What we KNOW is that the sum involved is ~$3m, the present SXX market cap is ~$2.1 billion so SXX want to raise ~150% of their MC.
To do that is extremely uncommon, no matter the extreme expressed confidence of CF.
We KNOW that the target interest rate for the package is 6-7% but we also KNOW that interest rates are rising and will, in all probability , be much higher than now, during the life of the loans.
We KNOW that the likely currency for the loans and certainly for the product will be $ and that many of the mining costs will be in £ or euros and we don't KNOW where exchange rates will go. But it is reasonable to hazard a guess that "cable" will move against Sterling in the future.

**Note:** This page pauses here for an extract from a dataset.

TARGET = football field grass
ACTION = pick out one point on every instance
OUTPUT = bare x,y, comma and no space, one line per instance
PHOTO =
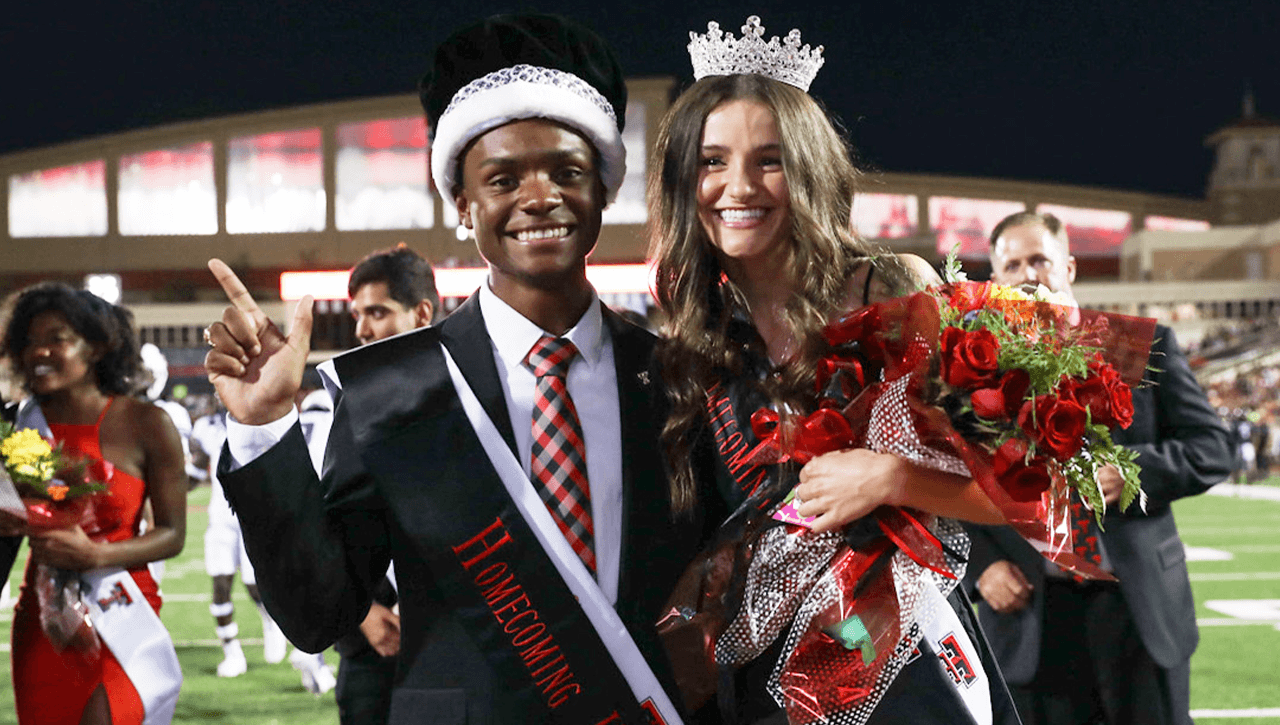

So lets play bankers- SXX want loans/ "guaranteed "bonds at 6-7%. I can offer them that , and , all being well, collect my interest, steadily (but possibly against rising inflation and money rates).When interest rates rise bonds fall, so I bear a risk in that if I want to trade my bonds to exit the deal , they may have fallen in value.
BUT I could , for example, offset that risk by demanding either a convertible bond where the hoped for SP rise would bring me a capital gain to offset my risk, or demand a generous placing of SXX shares at a substantial discount to the present price, giving me a (potentially profitable) stake in the company at a cost only to existing shareholders.
I have not really got time to develop my theme further at the moment, but hope to have demonstrated that almost all of the high cards are in the hands of the bankers and it's a game where bluffing just doesn't work.